Some simply disappear when an offer comes through. Some evaporate after an initial screening call. In a scenario unbeknownst to many a couple of years ago, some candidates even vanish mid-interview. Candidate ghosting has become so common in talent acquisition procedures, that it is now the number one challenge, as cited by a Brazen and Talent Board report that surveyed hundreds of TA teams across the world.

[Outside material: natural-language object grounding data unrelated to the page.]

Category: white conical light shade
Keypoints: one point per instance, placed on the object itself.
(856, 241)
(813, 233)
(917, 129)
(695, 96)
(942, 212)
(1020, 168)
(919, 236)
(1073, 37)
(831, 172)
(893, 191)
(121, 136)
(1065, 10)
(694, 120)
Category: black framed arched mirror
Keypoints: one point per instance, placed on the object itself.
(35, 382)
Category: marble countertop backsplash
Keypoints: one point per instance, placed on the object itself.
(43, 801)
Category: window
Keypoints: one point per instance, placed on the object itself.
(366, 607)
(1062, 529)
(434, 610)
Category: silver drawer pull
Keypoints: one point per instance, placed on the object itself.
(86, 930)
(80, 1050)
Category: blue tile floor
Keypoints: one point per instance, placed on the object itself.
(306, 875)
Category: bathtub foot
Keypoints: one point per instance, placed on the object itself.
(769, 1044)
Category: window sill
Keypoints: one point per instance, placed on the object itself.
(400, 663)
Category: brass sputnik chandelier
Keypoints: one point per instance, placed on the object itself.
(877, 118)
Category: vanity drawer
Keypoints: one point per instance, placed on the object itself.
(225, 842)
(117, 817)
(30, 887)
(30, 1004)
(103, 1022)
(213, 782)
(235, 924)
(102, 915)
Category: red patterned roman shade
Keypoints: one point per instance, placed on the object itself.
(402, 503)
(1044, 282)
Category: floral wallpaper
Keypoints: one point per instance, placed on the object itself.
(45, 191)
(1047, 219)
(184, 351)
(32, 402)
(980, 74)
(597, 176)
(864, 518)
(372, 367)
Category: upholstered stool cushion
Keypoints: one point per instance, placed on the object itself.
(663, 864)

The term was first coined in a slightly different sphere. Originating from the world of online dating, ghosting naturally occurs when someone simply disappears from an online relationship without any form of warning. A report by Indeed in February 2021 had warned of the ghosting trend evolving in TA. Amidst a global pandemic, 28% of job seekers said they had ghosted a prospective employer in the past 12 months — compared to 10% just a year before.
Ghosting a two-way street
But it wasn’t just candidates who were channeling their inner Amelia Earharts. According to Indeed, employers were guilty of ghosting too. 77% of job seekers said they had been ghosted by a prospective employer. With 10% reporting that an employer had ghosted them even after a verbal job offer was made.
Reasons for ghosting
Back to employees. At the time, the Indeed research delved into the exact reasons why job seekers decide to disappear from the recruiting process. 20% cite ‘another job offer’ as their reason why. 13% cite dissatisfaction with the offered salary. Finally, 15% simply decided it wasn’t the right job for them.
“We’ve seen jobs that do not post a salary or pay rate receive only about half the applicants compared to jobs that do.”

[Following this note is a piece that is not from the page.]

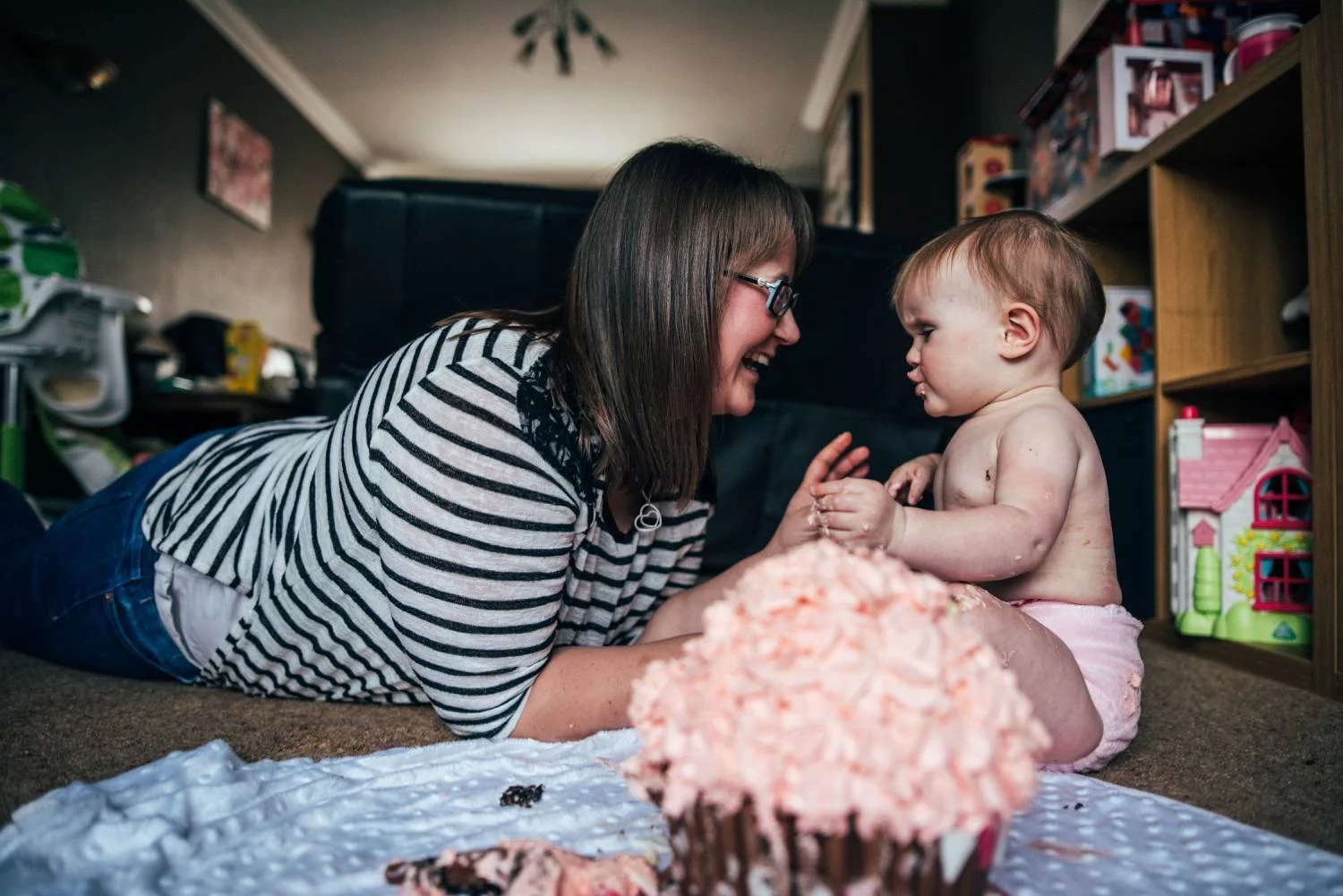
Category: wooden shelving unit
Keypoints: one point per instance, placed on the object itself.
(1292, 368)
(1227, 215)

In a Forbes feature, Patrick O’Rahilly, CEO of manufacturing job board FactoryFix, suggested complete transparency as the primary way to reduce ghosting. “Hiring managers hold the cards too close to their chest”, he wrote. “I suggest complete transparency from the start. In fact, pay and salary rates should ideally be on the initial job posting. We’ve seen jobs that do not post a salary or pay rate receive only about half the applicants compared to jobs that do.”
Top five TA challenges
In terms of a talent attraction and sourcing challenges top five, engaging passive talent ranked second among participants, candidate diversity and application volume drop off rates ranked joint-second with 34%. Finding worthwhile sourcing channels and partners rounded off the top five with 30%.
“All five of these challenges have taken on greater levels of urgency in today’s highly competitive talent market.”

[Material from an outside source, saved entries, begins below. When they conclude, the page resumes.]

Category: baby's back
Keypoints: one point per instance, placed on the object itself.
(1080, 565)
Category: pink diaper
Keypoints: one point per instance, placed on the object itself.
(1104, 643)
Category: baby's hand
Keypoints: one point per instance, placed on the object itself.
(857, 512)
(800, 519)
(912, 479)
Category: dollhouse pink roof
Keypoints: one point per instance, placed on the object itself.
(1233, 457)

“While candidate ghosting/accepting other offers is a relatively newer trend, the rest are perennial challenges for TA teams”, the report added. “However, all five of these challenges have taken on greater levels of urgency in today’s highly competitive talent market. Left unaddressed, they can significantly erode an organisation’s ability to engage qualified candidates. And advance them efficiently into the hiring process.”